Jakarta (ANTARA) - Kementerian Kelautan dan Perikanan mengembangkan laboratorium bertaraf internasional dalam rangka mencegah penyakit udang sekaligus memastikan mutu produk komoditas udang nasional yang dihasilkan dari berbagai daerah.
"Salah satu dukungan pemerintah adalah dengan mencegah masuk dan tersebarnya penyakit yang menjadi ancaman bagi keberlanjutan industri udang di Indonesia," kata Kepala Badan Karantina Ikan, Pengendalian Mutu dan Keamanan Hasil Perikanan (BKIPM), Rina di Jakarta, Selasa.
Rina mengingatkan bahwa Indonesia dikenal sebagai salah satu eksportir udang terbesar di dunia. Bahkan, lanjutnya, komoditas ini telah diekspor pula ke berbagai negara seperti Amerika Serikat, Jepang, Uni Eropa, negara-negara ASEAN, dan China.
Potensi itu, ujar dia, juga masih bisa ditingkatkan mengingat kebutuhan pangan dunia cenderung mengalami kenaikan dalam hal konsumsi.
Organisasi Kesehatan Hewan Dunia (OIE) telah merilis daftar penyakit ikan dan udang yang harus diperhatikan oleh negara-negara anggota karena memiliki efek yang bersifat global antara lain penyakit White Spot Syndrome Virus (WSSV) dan Infectious Hypodermal Hematopoietic Necrosis Virus (IHHNV) pada udang.

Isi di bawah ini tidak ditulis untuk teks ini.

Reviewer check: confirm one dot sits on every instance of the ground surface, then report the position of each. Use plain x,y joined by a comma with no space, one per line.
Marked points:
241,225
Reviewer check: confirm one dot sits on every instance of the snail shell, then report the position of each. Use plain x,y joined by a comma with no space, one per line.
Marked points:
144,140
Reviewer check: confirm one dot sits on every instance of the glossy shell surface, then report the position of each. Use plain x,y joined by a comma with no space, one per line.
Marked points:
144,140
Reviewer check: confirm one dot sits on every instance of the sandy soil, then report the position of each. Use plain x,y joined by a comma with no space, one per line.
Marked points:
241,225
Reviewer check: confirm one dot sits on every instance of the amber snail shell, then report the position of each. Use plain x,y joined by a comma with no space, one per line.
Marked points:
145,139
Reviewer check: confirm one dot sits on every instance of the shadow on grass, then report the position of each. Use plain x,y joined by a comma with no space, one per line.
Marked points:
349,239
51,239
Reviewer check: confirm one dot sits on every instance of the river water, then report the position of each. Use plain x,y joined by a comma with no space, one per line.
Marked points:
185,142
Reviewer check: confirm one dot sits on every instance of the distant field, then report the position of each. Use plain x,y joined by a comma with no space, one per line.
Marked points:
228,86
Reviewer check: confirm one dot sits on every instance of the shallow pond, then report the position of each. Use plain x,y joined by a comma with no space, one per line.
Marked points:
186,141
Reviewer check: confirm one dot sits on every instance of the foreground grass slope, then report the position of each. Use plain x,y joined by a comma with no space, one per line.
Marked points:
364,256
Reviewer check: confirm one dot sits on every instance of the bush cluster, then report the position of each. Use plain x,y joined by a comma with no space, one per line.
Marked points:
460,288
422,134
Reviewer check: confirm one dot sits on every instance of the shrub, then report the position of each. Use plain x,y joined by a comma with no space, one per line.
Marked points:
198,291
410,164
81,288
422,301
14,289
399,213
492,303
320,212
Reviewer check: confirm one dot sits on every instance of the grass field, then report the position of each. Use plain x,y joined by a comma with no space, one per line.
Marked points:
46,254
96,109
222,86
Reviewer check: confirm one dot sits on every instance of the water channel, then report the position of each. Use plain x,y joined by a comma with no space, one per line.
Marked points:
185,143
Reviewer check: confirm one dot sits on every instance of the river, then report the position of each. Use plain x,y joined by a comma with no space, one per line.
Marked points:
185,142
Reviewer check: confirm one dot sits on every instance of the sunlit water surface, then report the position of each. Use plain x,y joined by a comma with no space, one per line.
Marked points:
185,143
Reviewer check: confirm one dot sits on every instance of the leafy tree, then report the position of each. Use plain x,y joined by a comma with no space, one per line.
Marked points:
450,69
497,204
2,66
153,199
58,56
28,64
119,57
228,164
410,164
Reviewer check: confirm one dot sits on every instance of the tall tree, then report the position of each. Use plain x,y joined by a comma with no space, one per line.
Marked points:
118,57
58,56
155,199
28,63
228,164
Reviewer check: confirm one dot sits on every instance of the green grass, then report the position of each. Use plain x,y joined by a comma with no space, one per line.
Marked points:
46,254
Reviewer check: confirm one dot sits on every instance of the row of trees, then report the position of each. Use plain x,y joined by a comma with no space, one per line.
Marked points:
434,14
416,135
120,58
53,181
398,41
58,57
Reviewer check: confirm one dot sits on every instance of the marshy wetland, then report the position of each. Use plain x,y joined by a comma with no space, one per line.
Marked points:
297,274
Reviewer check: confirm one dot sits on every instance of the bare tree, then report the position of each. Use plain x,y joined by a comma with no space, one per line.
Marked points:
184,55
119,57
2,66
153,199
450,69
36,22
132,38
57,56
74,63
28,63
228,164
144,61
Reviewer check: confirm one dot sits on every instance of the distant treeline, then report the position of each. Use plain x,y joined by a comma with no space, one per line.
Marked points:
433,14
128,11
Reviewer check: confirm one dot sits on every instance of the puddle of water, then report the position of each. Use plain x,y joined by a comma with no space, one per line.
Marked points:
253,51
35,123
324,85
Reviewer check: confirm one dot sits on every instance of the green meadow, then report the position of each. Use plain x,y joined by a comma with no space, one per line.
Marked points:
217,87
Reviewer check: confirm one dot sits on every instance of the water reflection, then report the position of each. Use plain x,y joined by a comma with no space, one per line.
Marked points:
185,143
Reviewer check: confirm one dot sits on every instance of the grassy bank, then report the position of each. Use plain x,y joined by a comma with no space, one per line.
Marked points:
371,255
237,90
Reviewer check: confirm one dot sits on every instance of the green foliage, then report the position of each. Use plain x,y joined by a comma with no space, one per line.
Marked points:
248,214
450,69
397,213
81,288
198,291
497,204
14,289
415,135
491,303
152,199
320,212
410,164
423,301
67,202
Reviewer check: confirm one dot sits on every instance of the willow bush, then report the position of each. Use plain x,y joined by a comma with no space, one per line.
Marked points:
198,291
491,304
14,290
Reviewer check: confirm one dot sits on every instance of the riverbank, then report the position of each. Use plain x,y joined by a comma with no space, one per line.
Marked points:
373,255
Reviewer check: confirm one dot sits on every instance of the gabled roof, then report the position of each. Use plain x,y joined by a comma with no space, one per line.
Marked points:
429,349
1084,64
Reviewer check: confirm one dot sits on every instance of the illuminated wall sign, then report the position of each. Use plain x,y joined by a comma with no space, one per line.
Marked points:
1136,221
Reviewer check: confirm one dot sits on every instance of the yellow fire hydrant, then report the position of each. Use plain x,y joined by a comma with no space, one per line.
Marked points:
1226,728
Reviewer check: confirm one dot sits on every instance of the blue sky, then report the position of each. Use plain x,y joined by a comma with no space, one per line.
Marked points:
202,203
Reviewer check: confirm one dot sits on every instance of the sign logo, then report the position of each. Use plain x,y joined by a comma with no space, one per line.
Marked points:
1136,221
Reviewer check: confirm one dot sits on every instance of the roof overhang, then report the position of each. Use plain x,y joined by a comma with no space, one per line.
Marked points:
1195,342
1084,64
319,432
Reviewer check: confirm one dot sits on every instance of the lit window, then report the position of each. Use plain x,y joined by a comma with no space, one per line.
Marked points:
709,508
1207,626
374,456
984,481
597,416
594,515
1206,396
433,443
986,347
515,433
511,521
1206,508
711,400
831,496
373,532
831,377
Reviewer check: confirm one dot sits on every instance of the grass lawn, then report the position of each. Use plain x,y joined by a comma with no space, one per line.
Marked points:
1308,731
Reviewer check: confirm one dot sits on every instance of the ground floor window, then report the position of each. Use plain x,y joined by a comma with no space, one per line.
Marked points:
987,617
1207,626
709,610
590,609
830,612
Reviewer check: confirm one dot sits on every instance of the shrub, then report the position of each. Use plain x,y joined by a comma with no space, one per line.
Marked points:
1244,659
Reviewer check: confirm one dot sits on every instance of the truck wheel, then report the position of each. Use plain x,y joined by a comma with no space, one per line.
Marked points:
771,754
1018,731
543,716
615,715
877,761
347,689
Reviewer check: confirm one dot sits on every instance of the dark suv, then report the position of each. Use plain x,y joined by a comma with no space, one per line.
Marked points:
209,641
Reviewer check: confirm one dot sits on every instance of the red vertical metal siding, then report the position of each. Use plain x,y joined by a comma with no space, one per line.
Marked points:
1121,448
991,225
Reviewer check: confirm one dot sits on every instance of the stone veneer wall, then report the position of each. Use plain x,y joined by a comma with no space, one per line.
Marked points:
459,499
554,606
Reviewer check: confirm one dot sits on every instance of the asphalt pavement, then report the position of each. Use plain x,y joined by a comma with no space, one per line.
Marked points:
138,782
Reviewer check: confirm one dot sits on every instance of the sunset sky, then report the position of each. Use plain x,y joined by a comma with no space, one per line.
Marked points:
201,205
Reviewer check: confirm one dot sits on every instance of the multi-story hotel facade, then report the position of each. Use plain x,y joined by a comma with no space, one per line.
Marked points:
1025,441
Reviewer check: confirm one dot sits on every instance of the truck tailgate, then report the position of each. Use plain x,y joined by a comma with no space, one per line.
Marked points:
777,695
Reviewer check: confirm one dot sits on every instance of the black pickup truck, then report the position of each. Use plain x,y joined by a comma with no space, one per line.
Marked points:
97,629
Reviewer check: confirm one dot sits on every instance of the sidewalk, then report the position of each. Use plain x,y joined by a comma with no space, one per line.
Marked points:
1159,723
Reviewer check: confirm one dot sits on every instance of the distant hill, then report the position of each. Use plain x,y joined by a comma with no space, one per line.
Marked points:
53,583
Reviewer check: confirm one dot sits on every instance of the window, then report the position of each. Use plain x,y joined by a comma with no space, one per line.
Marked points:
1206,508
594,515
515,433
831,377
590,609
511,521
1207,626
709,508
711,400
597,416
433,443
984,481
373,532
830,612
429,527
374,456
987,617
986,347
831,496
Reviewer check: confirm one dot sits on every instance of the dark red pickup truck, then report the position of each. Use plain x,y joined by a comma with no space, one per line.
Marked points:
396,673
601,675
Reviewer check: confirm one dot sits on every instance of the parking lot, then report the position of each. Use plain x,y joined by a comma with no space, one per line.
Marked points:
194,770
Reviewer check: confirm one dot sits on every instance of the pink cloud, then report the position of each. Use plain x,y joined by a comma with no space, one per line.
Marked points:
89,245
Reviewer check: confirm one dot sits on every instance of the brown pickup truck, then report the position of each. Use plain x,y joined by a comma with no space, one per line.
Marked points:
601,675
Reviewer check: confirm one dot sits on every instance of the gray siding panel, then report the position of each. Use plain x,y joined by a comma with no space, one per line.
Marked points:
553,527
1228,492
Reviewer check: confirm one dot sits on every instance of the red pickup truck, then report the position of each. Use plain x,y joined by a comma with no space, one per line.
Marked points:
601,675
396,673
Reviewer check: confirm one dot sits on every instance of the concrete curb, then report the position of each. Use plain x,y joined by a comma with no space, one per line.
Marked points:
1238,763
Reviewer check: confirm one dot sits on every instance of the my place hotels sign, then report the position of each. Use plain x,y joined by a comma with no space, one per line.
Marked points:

Merespons hal tersebut, BKIPM telah menandatangani kerja sama dengan The Yellow Sea Fisheries Research Institute (YSFRI) China yang memiliki laboratorium yang telah diakui dan ditunjuk oleh OIE sebagai acuan di wilayah Asia untuk penyakit WSSV dan IHHNV.
Rina memaparkan kerja sama tersebut diimplementasikan dalam Twinning Laboratory Program antara BKIPM dengan YSFRI yang berlaku selama tiga tahun.
"Salah satu target utama kerja sama ini adalah BKIPM memiliki laboratorium berstandar internasional dan diakui oleh OIE untuk menjadi acuan bagi pengujian WSSV dan IHHNV di wilayah Asia Tenggara," jelasnya.
Dikatakan Rina, penyakit ikan termasuk udang telah menjadi tantangan global seiring dengan peningkatan produksi dan perdagangan produk perikanan antar negara.
Bahkan, lanjutnya, banyak negara mengalami kerugian besar karena merebaknya penyakit ikan tertentu, baik yang berasal dari dalam negeri maupun penyakit ikan introduksi, yang timbul sebagai akibat peningkatan perdagangan yang masif.
"Masuk dan tersebarnya penyakit–penyakit tersebut ke dalam suatu wilayah atau negara bukan hanya berbahaya bagi industri budidaya namun juga bagi kelestarian sumber daya hayati ikan, terutama plasma nutfah asli," urainya.